The dataset for this model comprises 149 images of a simulated TTE examination on the HeartWorks simulation suite. Images were manually labelled using bounding boxes, indicating the ‘probe’ and ‘probe-tip’ using the web-based image labelling software Make Sense²¹. An example is shown in Fig. 2d. All images within this dataset are 1080 × 1080 pixels, each with a .txt file describing the bounding boxes shown in the image in the YOLO format: the object class, coordinates, height, and width of the bounding box. The images have been resized into that required in YOLO format and are not in their original aspect ratio.

The model used in this application belongs to the YOLOv5 object detection architecture. This method divides the entire image into a grid system—each cell within the grid is responsible for detecting objects within itself²². The specific model architecture used in this implementation is YOLOv5s, which was selected because it offers a good balance between inference time and accuracy. The probe locator model was trained for 200 epochs on an 80/20 training/validation split of the manually labelled probe location dataset. The training parameters used for this implementation are described in Table 3.

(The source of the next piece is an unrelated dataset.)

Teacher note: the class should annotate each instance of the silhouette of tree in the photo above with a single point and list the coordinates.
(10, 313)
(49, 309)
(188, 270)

Table 3 Probe locator model training parameters.

Full size table

It should be noted that this probe localisation system is currently in place for simulation purposes only. Once further developments permit the use of the robotic arm for physical testing, the inverse kinematics functions on the robot will be used in conjunction with this vision-based mechanism to obtain the probe location.

Echo-window search algorithm

The heart of this proposed system is the window search algorithm, which governs the decision-making process of the robot’s movement. This algorithm finds the best echocardiography window location based on the known traversal positions and corresponding image quality. The proposed algorithm, inspired by the rule-based feedback scanning protocol in⁸, takes echocardiography images and their location descriptors as the input and outputs the optimal scan sequence constrained to the possible movements of the robotic actuator. In the case of a robotic arm, the constraints would differ based on the robot configuration and the degrees of freedom available on the selected system and its working envelope. However, this study has idealised the movements to a two-dimensional space to demonstrate the feasibility of the window search algorithm. The flowchart of this algorithm is shown in Fig. 5.

Firstly, the search region is manually calibrated by the operator, which is done by selecting 4 points on the first image obtained through the body camera feed. By connecting the four points, a polygon can be formed, which denotes the available search area for the window search algorithm, i.e., the window search algorithm's traversal is restricted to only within the boundaries of the 4 points.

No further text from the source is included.